Bruce_Peck · October 5, 2008, 3:18am

We’ve been testing/piloting Openfire and Spark in our corporate environment for possible company wide implementation. So far so good, but our current setup is a simple one using the embedded database and authentication against our AD environment. For a production implementation we really would like to have some redundancy on the server side. I’ve searched through the threads here and found good information, but I’m still a bit confused about what our options are.

From what I read here it seems clustering is not a viable option unless there is some change in licensing (someone please correct me if I am wrong on that). I would be happy to have an active/passive server situation behind hardware load balancers that we already use on our network, but the two posts I note below make it unclear whether or not we could accomplish that.

I was hopeful when I read this text in this thread:

*"To have fail over I would recommend having 2 Openfire servers where one is active and the other *

*one is just sitting there. You may put a load balancer in front or something that will detect when *

*a server goes down and then redirect the traffic to the other server.
Note that in XMPP the connections are long lived. That means that if an XMPP server goes down then *

*clients will need to reconnect. This means that when a server goes down clients will notice it. *

*Smart clients may reconnect and hide that fact to users but still there is a reconnection since *

the TCP connection went down."

We would accept a situation where if the primary server failed all connections would drop and users would have to re-connect and authenticate (presumably to the secondary server that the load balancers would now direct the clients to).
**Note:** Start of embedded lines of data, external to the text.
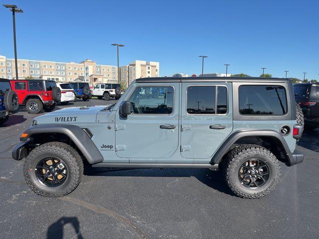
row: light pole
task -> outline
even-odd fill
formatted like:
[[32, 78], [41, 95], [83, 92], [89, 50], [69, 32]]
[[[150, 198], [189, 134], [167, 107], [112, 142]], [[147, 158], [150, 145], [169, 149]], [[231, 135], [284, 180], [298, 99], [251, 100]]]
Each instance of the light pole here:
[[224, 66], [226, 66], [226, 77], [227, 77], [227, 70], [228, 69], [228, 66], [230, 66], [229, 64], [224, 64]]
[[286, 72], [286, 79], [287, 79], [287, 72], [289, 72], [289, 71], [285, 71]]
[[201, 57], [202, 58], [202, 63], [201, 63], [201, 77], [202, 77], [204, 75], [204, 58], [206, 57], [208, 57], [207, 56], [199, 56], [198, 57]]
[[263, 69], [263, 75], [262, 75], [262, 77], [264, 77], [264, 72], [265, 71], [265, 69], [267, 69], [267, 68], [266, 68], [265, 67], [262, 67], [260, 69]]
[[14, 43], [14, 61], [15, 65], [15, 79], [18, 79], [18, 62], [16, 57], [16, 41], [15, 40], [15, 12], [22, 13], [23, 11], [22, 9], [18, 8], [17, 6], [15, 5], [9, 5], [7, 4], [3, 4], [7, 8], [9, 8], [10, 10], [12, 11], [12, 16], [13, 19], [13, 42]]
[[118, 53], [118, 81], [119, 81], [119, 84], [121, 84], [121, 74], [120, 74], [120, 66], [119, 64], [119, 47], [125, 46], [124, 45], [122, 44], [114, 43], [112, 44], [112, 46], [116, 46], [117, 48]]

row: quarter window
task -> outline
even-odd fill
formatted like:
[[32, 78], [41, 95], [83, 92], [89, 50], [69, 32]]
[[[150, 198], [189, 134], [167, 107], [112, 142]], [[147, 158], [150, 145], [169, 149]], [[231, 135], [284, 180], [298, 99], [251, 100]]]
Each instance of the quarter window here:
[[135, 114], [169, 115], [173, 111], [174, 89], [170, 86], [138, 87], [130, 98]]
[[287, 113], [286, 91], [282, 86], [241, 86], [239, 95], [241, 115], [282, 115]]

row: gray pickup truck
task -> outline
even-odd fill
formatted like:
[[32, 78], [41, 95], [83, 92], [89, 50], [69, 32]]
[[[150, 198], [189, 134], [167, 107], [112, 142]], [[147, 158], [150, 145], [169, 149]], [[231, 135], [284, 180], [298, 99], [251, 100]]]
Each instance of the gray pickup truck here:
[[303, 161], [301, 114], [285, 79], [139, 79], [112, 106], [35, 118], [12, 157], [25, 159], [26, 183], [46, 197], [74, 190], [85, 163], [222, 170], [235, 194], [258, 198], [279, 182], [281, 163]]

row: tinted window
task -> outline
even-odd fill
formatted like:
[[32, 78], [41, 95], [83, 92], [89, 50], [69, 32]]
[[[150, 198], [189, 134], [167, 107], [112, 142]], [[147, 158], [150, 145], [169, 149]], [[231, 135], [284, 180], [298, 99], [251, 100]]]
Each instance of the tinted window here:
[[190, 86], [187, 88], [187, 113], [215, 114], [215, 86]]
[[0, 81], [0, 96], [3, 96], [6, 91], [11, 89], [8, 81]]
[[30, 81], [29, 82], [29, 90], [43, 91], [43, 84], [42, 81]]
[[15, 82], [14, 89], [15, 90], [25, 90], [25, 82]]
[[239, 112], [242, 115], [285, 115], [286, 91], [279, 86], [239, 87]]
[[71, 86], [73, 89], [78, 89], [78, 83], [70, 83], [70, 85], [71, 85]]
[[[161, 92], [160, 90], [163, 89]], [[153, 93], [156, 97], [150, 97]], [[151, 93], [152, 93], [152, 94]], [[174, 89], [167, 87], [139, 87], [130, 98], [133, 113], [136, 114], [170, 114], [173, 111]]]
[[55, 82], [49, 81], [45, 81], [45, 88], [47, 91], [52, 91], [52, 88], [55, 86], [56, 86], [56, 83]]
[[60, 84], [60, 87], [63, 90], [72, 90], [71, 85], [69, 84]]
My assumption was that we could use a remote database for each server (MSSQL in our case as we have a HA MSSQL “farm” used for many other applications) and replicate data between the databases.

But then I read this:

*"Every Openfire server still needs it’s local database which stores the server name *

(east.example.com and west.example.com) and all other things like MUC information."

Assuming a failover situation described above with sync’d remote databases, I am unclear whether or not the information available to users on the primary server will be available to users once they connect to the secondary server. It appears that some information will be in the remote SQL database but some information will still be contained locally on the server (??)

Can someone help me get a clear understanding of this? I would love to hear from a corporate type who has done something like this especially with layer seven type load balance/failover devices.

Bruce_Peck · October 5, 2008, 12:36pm

Hmmm. . . after a good nights sleep I realize that I may not have been clear on my question. I wrote the original post late at night after a long hard day so pardon me if I didn’t get to the point.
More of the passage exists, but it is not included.